In Miami some parishioners grew so frustrated with perceived corruption in the way the Archbishop had been handling church affairs that they created an action group called the “Christifidelis”. The group, headed by attorney Sharon Bourassa, conducted an investigation and strongly supported a former priest’s suit against the diocese. The accusations point to Monsignor Favalora, [he signed the Warranty Deed for Cleghorn] who at the time was the Archbishop of the Archdiocese of Miami having jurisdiction over the Key West parish. The Christifidelis tell a sordid account of financial misdeeds, nepotism, alcoholism, sexual abuse, voyeurism and priests living a life of luxury. There is a claim that these accusations lay behind the sudden resignation of Archbishop Favalora in 2010.
“I don’t care what you guys say. It’s a nice place to live,” said Jeep Caillouet, to the City Commission about the trailer park, “It’s got the biggest trees in town. There’s no drugs over there that amounts to nothing. It’s a nice neighborhood. I hate to see it go.”
In less than a year’s time Key West has lost workforce housing at a record pace. First it was over 100 units at Peary Court, then the 230 or so with expiring deed restrictions and this past Tuesday another 44 units at Simonton Street Trailer Park were put on the slab. Key West does have an ordinance requiring 30% of newly constructed housing to be dedicated affordable housing, but somehow lately every project seems to have its own particular reason as to why it should not apply. For Peary Court and now the Trailer Park, the developments were not considered “new construction” even though both development plans call for total demolition and all new structures.
The ordinance seems convoluted.
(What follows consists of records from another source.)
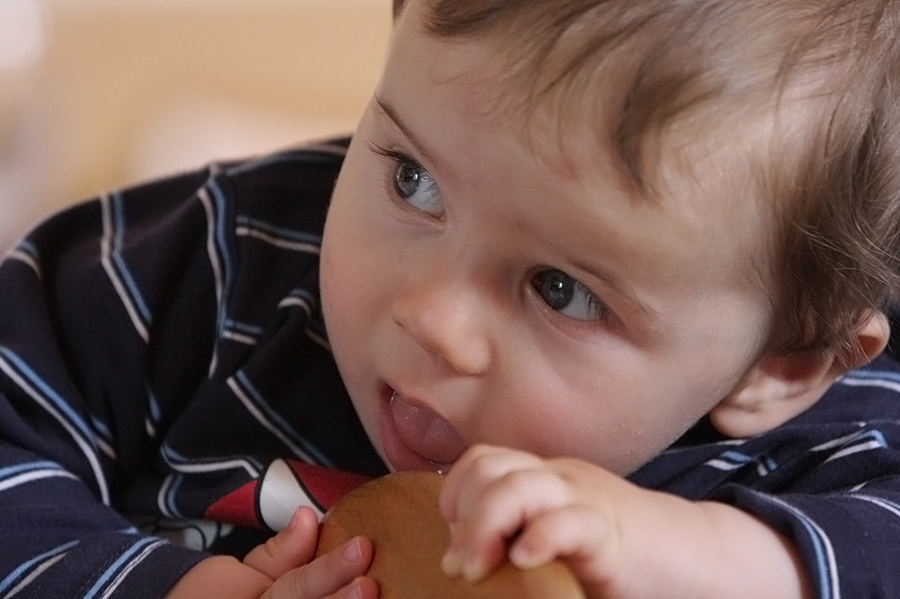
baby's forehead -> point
(633, 72)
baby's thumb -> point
(290, 548)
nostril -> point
(446, 326)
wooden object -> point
(399, 513)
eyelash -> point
(398, 158)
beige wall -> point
(131, 89)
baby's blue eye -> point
(567, 296)
(416, 186)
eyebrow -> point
(385, 108)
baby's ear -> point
(781, 386)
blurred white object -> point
(23, 43)
(22, 35)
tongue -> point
(424, 432)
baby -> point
(606, 264)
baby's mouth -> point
(424, 432)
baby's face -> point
(480, 289)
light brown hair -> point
(833, 180)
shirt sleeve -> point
(74, 395)
(848, 540)
(828, 480)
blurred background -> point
(97, 94)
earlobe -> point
(781, 386)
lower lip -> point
(398, 455)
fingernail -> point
(473, 570)
(295, 520)
(352, 553)
(522, 558)
(451, 564)
(355, 590)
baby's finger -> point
(478, 541)
(478, 467)
(332, 575)
(577, 534)
(290, 548)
When Ed Swift built the condominiums at the Steam Plant he provided 30% affordable housing. Why is he the only developer who doesn’t threaten to sue the City over having to follow this law?
“If we keep applying this logic,” said Commissioner Tony Yaniz who voted against the development plan, “imagine if Stadium Trailer Park went away. What are you going to do then? Where will we get our workforce from? Miami?“
Commissioner Teri Johnston, who called for a revision of the ordinance, agreed, “We are losing so much of our affordable housing and we need to replenish it and everything that we are doing is going in the wrong direction.”
“The workforce housing ordinance needs to be revised,” said Commissioner Lopez, who lamented that the law does not clearly obligate Cleghorn to provide any affordable units, “I twisted the developer’s arm beyond what I could do legally, but still got him to agree to do things that he was not legally required to do,” said Lopez who successfully pushed for a written provision requiring Cleghorn to either find the current tenants another place to live or to compensate them with $ 2,500. Lopez, who reluctantly voted in favor of the development agreement, pointed out that, “The City Planner warned (with the City Attorney nodding in agreement) that to vote against was to invite a lawsuit.”
Commissioner Rossi without a word simply voted, “No.”
What is the logic behind forcing “new development” to provide 30% affordable housing, while allowing existing workforce housing to be 100% gentrified?
“I love this City and I don’t want to leave,” said Jeep the banjo player to the Commissioners, “Somehow, maybe, you guys can figure out how to keep people like me and others in this community.”